Harianjogja.com, KULONPROGO -- Warga terdampak pembangunan Bandara Temon yang sudah menerima ganti rugi memiliki waktu 6 bulan untuk mengosongkan rumahnya. Sejauh ini, belum ada warga yang telah pindah atau mengurus surat kepindahan kependudukan ke pemerintah desa.

Kepala Desa Glagah, Agus Parmono mengatakan warganya masih punya waktu hingga bulan Maret mendatang untuk mengosongkan rumah dan asetnya yang telah diganti rugi.

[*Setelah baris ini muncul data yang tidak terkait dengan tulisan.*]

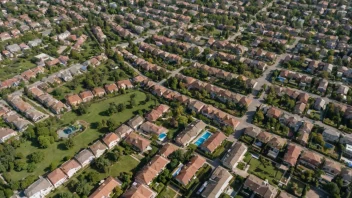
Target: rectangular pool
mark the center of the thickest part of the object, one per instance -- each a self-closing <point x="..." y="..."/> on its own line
<point x="206" y="135"/>
<point x="162" y="136"/>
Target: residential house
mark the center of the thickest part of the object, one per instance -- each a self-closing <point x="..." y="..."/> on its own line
<point x="234" y="155"/>
<point x="57" y="177"/>
<point x="14" y="118"/>
<point x="138" y="142"/>
<point x="135" y="122"/>
<point x="319" y="104"/>
<point x="299" y="108"/>
<point x="274" y="112"/>
<point x="276" y="143"/>
<point x="6" y="133"/>
<point x="252" y="131"/>
<point x="323" y="85"/>
<point x="213" y="142"/>
<point x="331" y="168"/>
<point x="303" y="137"/>
<point x="310" y="159"/>
<point x="151" y="128"/>
<point x="123" y="131"/>
<point x="190" y="133"/>
<point x="86" y="96"/>
<point x="152" y="170"/>
<point x="263" y="138"/>
<point x="85" y="157"/>
<point x="98" y="148"/>
<point x="111" y="88"/>
<point x="188" y="172"/>
<point x="98" y="92"/>
<point x="346" y="174"/>
<point x="139" y="191"/>
<point x="260" y="187"/>
<point x="124" y="84"/>
<point x="39" y="189"/>
<point x="106" y="189"/>
<point x="217" y="183"/>
<point x="167" y="149"/>
<point x="196" y="105"/>
<point x="331" y="135"/>
<point x="292" y="154"/>
<point x="111" y="140"/>
<point x="73" y="100"/>
<point x="14" y="48"/>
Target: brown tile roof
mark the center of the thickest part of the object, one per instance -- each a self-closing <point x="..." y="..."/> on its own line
<point x="311" y="158"/>
<point x="214" y="141"/>
<point x="72" y="99"/>
<point x="56" y="175"/>
<point x="98" y="91"/>
<point x="153" y="115"/>
<point x="138" y="141"/>
<point x="110" y="137"/>
<point x="167" y="149"/>
<point x="106" y="188"/>
<point x="149" y="172"/>
<point x="140" y="191"/>
<point x="97" y="146"/>
<point x="274" y="112"/>
<point x="264" y="137"/>
<point x="292" y="154"/>
<point x="257" y="185"/>
<point x="277" y="142"/>
<point x="71" y="164"/>
<point x="111" y="87"/>
<point x="187" y="173"/>
<point x="86" y="94"/>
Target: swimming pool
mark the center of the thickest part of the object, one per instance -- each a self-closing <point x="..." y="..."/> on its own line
<point x="69" y="130"/>
<point x="162" y="136"/>
<point x="206" y="135"/>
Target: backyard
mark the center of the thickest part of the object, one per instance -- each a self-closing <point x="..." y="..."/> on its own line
<point x="125" y="164"/>
<point x="167" y="193"/>
<point x="265" y="169"/>
<point x="56" y="152"/>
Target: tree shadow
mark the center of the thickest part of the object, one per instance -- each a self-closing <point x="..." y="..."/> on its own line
<point x="61" y="146"/>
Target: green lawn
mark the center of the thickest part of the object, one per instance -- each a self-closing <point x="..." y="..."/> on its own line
<point x="56" y="152"/>
<point x="167" y="193"/>
<point x="10" y="68"/>
<point x="125" y="164"/>
<point x="265" y="171"/>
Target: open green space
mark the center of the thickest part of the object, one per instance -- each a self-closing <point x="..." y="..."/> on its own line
<point x="265" y="169"/>
<point x="10" y="68"/>
<point x="125" y="163"/>
<point x="56" y="152"/>
<point x="167" y="193"/>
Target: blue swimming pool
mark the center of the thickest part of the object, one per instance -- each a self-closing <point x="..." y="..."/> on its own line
<point x="69" y="130"/>
<point x="162" y="136"/>
<point x="206" y="135"/>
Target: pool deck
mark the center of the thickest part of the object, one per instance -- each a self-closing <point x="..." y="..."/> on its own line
<point x="201" y="136"/>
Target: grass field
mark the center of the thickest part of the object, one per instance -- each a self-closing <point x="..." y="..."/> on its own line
<point x="125" y="164"/>
<point x="8" y="68"/>
<point x="265" y="171"/>
<point x="167" y="193"/>
<point x="56" y="152"/>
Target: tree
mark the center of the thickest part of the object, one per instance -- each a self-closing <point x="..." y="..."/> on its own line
<point x="333" y="189"/>
<point x="44" y="142"/>
<point x="69" y="143"/>
<point x="82" y="109"/>
<point x="117" y="192"/>
<point x="36" y="157"/>
<point x="102" y="164"/>
<point x="121" y="107"/>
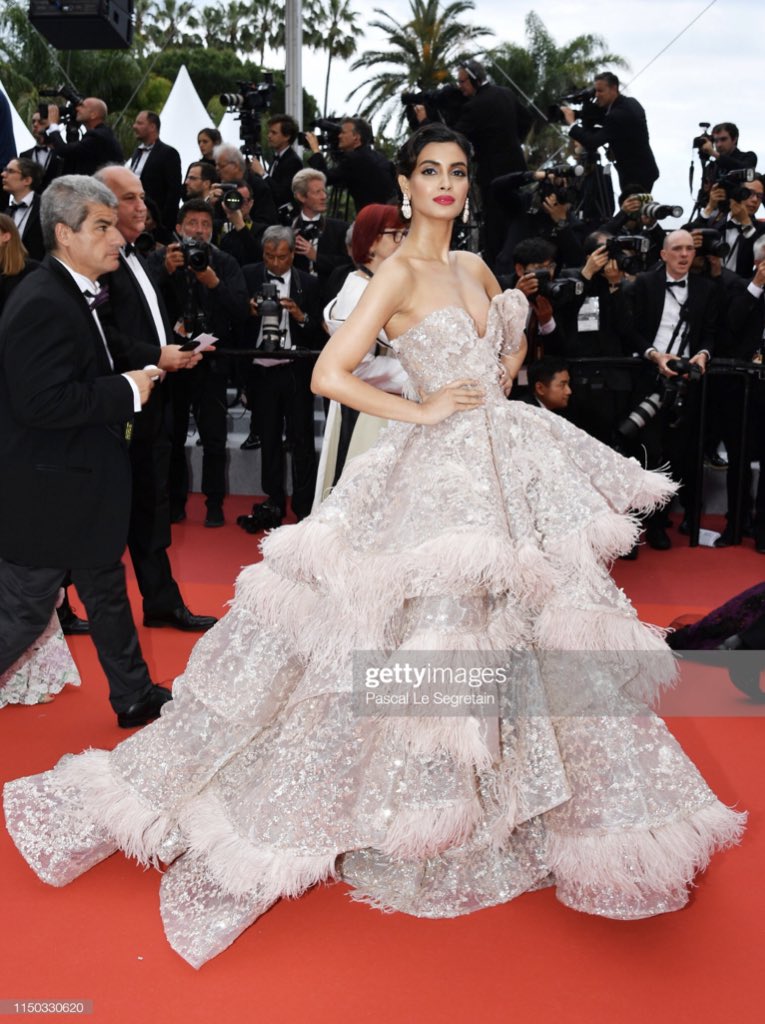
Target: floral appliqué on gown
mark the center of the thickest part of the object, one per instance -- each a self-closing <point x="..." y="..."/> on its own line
<point x="492" y="529"/>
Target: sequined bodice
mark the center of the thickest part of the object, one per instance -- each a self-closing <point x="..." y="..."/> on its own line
<point x="445" y="344"/>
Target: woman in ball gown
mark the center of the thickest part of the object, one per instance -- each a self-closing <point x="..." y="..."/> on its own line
<point x="378" y="230"/>
<point x="475" y="530"/>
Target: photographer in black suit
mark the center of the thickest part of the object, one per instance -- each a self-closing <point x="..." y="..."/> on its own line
<point x="366" y="173"/>
<point x="97" y="146"/>
<point x="280" y="389"/>
<point x="670" y="313"/>
<point x="158" y="166"/>
<point x="64" y="457"/>
<point x="283" y="131"/>
<point x="138" y="332"/>
<point x="620" y="125"/>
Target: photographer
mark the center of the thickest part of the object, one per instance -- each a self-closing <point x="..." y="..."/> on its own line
<point x="730" y="209"/>
<point x="619" y="123"/>
<point x="232" y="169"/>
<point x="283" y="131"/>
<point x="97" y="146"/>
<point x="671" y="313"/>
<point x="366" y="173"/>
<point x="205" y="292"/>
<point x="544" y="210"/>
<point x="279" y="390"/>
<point x="320" y="241"/>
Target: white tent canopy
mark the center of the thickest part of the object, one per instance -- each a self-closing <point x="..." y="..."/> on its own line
<point x="24" y="137"/>
<point x="183" y="117"/>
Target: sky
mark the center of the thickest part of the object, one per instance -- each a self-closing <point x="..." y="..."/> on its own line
<point x="712" y="73"/>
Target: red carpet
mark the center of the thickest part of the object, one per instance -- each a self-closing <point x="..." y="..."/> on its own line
<point x="323" y="958"/>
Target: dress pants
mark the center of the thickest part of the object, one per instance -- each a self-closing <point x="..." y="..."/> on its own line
<point x="149" y="535"/>
<point x="283" y="406"/>
<point x="28" y="595"/>
<point x="202" y="389"/>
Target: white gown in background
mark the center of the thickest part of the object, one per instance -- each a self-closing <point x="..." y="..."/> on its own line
<point x="492" y="530"/>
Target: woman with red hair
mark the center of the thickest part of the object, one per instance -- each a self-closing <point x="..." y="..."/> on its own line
<point x="377" y="232"/>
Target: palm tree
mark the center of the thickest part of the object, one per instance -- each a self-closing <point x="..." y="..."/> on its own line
<point x="545" y="72"/>
<point x="334" y="29"/>
<point x="423" y="51"/>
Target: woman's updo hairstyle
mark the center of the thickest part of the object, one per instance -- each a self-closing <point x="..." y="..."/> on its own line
<point x="437" y="132"/>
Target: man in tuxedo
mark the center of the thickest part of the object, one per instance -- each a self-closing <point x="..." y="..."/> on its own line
<point x="64" y="457"/>
<point x="283" y="130"/>
<point x="19" y="178"/>
<point x="366" y="173"/>
<point x="138" y="331"/>
<point x="158" y="166"/>
<point x="671" y="312"/>
<point x="320" y="241"/>
<point x="623" y="128"/>
<point x="97" y="146"/>
<point x="735" y="222"/>
<point x="42" y="153"/>
<point x="280" y="389"/>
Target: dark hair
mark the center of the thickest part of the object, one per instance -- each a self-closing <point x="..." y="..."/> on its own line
<point x="290" y="127"/>
<point x="212" y="133"/>
<point x="195" y="206"/>
<point x="407" y="157"/>
<point x="608" y="77"/>
<point x="362" y="128"/>
<point x="729" y="127"/>
<point x="534" y="251"/>
<point x="208" y="171"/>
<point x="370" y="222"/>
<point x="543" y="371"/>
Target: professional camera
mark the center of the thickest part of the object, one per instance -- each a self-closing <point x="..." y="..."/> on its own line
<point x="713" y="244"/>
<point x="670" y="394"/>
<point x="583" y="98"/>
<point x="196" y="255"/>
<point x="560" y="291"/>
<point x="731" y="182"/>
<point x="629" y="251"/>
<point x="251" y="102"/>
<point x="270" y="310"/>
<point x="67" y="114"/>
<point x="442" y="103"/>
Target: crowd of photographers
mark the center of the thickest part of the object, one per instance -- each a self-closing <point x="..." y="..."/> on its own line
<point x="625" y="314"/>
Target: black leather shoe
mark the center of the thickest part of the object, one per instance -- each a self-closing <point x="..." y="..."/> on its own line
<point x="145" y="710"/>
<point x="181" y="619"/>
<point x="657" y="538"/>
<point x="265" y="516"/>
<point x="251" y="442"/>
<point x="214" y="516"/>
<point x="72" y="625"/>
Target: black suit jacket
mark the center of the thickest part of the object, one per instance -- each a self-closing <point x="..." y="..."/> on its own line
<point x="366" y="173"/>
<point x="625" y="131"/>
<point x="281" y="175"/>
<point x="161" y="178"/>
<point x="53" y="168"/>
<point x="62" y="450"/>
<point x="304" y="290"/>
<point x="644" y="299"/>
<point x="96" y="147"/>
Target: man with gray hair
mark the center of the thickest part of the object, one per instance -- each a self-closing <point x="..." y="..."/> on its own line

(Baca Juga : BANDARA KULONPROGO : Akhir November Ganti Rugi Selesai Dibayar)

“Warga dikasi waktu 6 bulan sampai Maret,”jelasnya, Jumat (25/11/2016). Menurutnya, hal ini sesuai dengan kesepakatan bersama antara pemerintah desa terdampak dengan PT Angkasa Pura 1.

Selain itu, sebagian warga yang sudah menerima ganti rugi atas rumahnya biasanya masih memiliki lahan yang tak terdampak bandara meski masih berada di area desa yang sama. Lahan tersebut yang kemudian dibangun menjadi hunia baru dengan uang ganti rugi yang telah diterima. Sementara untuk warga yang memilih relokasi sendiri masih menunggu program relokasi yang dicanangkan pemerintah.

Agus mengatakan sampai saat ini belum menerimap pengajuan surat pindah penduduk satupun warganya. Ia berpendapat jika ini disebabkan sebagian besar warga terdampak di Desa Glagah lebih memilih relokasi. “Saya juga belum dengar jika ada warga yang mau pindah desa,”ujarnya.